Because we’re usually busy taking down decorations and trees, we can easily forget the Epiphany. It falls twelve days after Christmas, which is today, January 6. The Epiphany is one of the oldest Christian feasts. It is celebrated by many denominations: Protestants, Roman Catholics, and Orthodox Christians. Roman Catholics and Protestants emphasize the visit of the Magi, The Three Kings, to the baby Jesus. That day is commonly known as Three Kings Day.
Some churches, particularly the Eastern Orthodox, celebrate the Epiphany as the day when John the Baptist baptized Jesus and when Jesus began his teaching. Other churches use the Epiphany to celebrate and remember both the visit of the Wise Men and Jesus’ baptism.
The word Epiphany also means manifestation or revelation. Both the visit of the Wise Men to the baby Jesus and his Baptism are important times when Jesus was “revealed” to be important. On a personal level an epiphany can mean a sudden understanding or an insight.
As a Catholic Syrian, it was a day to attend Mass. It was also the happy day to make Zalabee. Zalabee is a doughnut-shaped cake that is fried in oil then, when cooled, sprinkled with sugar. The sugar signifies sweet and everlasting life.
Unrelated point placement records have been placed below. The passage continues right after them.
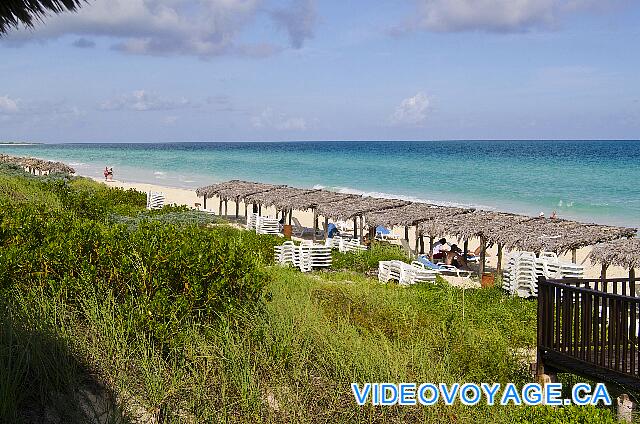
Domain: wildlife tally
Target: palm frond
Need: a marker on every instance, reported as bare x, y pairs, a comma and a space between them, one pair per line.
14, 13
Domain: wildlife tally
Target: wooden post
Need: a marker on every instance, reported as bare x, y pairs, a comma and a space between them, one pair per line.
483, 254
603, 271
625, 408
315, 223
431, 248
326, 227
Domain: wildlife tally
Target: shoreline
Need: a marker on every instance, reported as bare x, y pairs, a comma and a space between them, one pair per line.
188, 197
190, 169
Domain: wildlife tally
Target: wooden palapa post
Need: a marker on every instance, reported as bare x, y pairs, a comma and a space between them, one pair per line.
326, 227
603, 271
431, 248
315, 223
355, 227
483, 254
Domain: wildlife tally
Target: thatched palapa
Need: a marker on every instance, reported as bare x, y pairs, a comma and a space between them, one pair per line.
622, 252
558, 235
466, 225
357, 206
410, 215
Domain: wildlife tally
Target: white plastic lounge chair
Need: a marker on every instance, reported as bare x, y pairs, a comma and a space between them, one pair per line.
443, 268
155, 200
384, 234
299, 230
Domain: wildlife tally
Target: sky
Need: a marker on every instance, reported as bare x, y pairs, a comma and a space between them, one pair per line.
253, 70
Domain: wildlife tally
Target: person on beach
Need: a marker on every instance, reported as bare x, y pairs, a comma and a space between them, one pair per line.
439, 249
455, 257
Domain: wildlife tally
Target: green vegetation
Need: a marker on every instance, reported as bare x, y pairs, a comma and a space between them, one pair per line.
367, 261
111, 311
My mother made the doughnuts, as she did all the Syrian and American pastries. With Zalabee, she more than doubled the recipe. My brother Charlie fried what seemed hundreds of doughnuts then handed them to me. Holding a bowl of sugar, I would sprinkle them then place them on a tray. Eventually we would trade posts, always doing our best to eat as many doughnuts as possible—because we knew the next step.
Our mother boxed the doughnuts into several containers and it would be our job to distribute them to the many folks she watched out for. She also emphasized that we remember to smile and spend a few minutes with the recipients.
Cold and shivering on the way home after our distribution duties, we laughed and complained to each other, but never to our mother.